Platform: https://platform.openai.com

Advantages:

  • No need to rent, maintain, or train a server.
  • Vector storage (RAG) solution available out of the box.
  • Function calling is available and relatively cheap using the gpt-o4-mini model.
  • Easy integration with Live Helper Chat.
  • Complex scenarios can be integrated with function calling.
  • OpenAI does not make internal API calls to the internal LHC structure hosted on your server.
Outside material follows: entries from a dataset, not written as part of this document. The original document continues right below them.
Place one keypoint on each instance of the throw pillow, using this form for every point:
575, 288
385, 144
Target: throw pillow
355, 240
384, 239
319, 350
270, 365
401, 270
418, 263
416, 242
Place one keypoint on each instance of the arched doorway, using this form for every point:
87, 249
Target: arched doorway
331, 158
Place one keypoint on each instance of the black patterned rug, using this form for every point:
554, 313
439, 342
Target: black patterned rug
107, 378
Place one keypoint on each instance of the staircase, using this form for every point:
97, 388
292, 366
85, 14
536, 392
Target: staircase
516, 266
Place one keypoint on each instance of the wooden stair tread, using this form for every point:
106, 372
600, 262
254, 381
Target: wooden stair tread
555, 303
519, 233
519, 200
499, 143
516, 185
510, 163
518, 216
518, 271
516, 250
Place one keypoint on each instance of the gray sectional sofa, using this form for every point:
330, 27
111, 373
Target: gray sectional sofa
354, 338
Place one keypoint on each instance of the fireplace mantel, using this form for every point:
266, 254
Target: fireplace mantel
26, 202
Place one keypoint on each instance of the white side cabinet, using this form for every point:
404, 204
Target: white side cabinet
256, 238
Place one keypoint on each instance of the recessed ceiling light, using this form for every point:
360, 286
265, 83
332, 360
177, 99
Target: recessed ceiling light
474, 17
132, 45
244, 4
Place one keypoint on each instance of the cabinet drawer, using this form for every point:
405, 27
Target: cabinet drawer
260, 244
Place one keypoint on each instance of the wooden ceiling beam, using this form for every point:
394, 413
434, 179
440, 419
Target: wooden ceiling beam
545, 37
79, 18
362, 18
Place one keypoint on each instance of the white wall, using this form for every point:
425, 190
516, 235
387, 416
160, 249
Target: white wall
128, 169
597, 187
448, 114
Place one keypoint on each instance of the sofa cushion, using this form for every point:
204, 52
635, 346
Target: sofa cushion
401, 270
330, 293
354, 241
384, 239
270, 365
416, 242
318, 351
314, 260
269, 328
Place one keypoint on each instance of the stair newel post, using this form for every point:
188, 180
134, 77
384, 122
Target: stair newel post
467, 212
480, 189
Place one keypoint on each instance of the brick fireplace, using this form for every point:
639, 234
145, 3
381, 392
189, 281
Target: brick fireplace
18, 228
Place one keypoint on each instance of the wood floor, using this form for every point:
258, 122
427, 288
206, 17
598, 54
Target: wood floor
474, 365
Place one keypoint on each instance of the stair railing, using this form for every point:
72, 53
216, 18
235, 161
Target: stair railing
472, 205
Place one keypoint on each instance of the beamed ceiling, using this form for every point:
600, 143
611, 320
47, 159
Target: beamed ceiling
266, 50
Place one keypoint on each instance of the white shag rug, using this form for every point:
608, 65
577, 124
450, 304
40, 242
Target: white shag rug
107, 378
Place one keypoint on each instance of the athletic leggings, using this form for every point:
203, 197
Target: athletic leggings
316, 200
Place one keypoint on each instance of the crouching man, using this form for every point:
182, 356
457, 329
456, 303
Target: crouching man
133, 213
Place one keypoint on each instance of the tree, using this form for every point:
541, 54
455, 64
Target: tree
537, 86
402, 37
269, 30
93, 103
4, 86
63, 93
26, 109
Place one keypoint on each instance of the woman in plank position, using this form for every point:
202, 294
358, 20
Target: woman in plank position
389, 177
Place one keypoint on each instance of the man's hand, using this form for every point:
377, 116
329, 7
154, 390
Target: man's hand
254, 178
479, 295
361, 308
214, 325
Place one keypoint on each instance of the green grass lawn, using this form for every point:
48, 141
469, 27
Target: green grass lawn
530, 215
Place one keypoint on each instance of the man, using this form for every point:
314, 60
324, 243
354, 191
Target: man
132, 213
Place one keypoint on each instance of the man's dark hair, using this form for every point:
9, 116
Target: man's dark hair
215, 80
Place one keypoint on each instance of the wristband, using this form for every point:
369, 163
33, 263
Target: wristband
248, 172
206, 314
OpenAI acts as a proxy between your LHC installation and internal API servers.

Integration Samples:

Disadvantages:

  • Data is hosted remotely.

Gemini Integration

More information can be found here: https://doc.livehelperchat.com/docs/bot/gemini-integration

I have not personally used it for RAG or function calling, so it's difficult to assess how easy it is to integrate in real-world scenarios beyond the few samples I've created.

Advantages:

  • No need to rent, maintain, or train a server.
  • Reliable provider.

Disadvantages:

Open Question:

What is the best way to implement RAG and function calling simultaneously?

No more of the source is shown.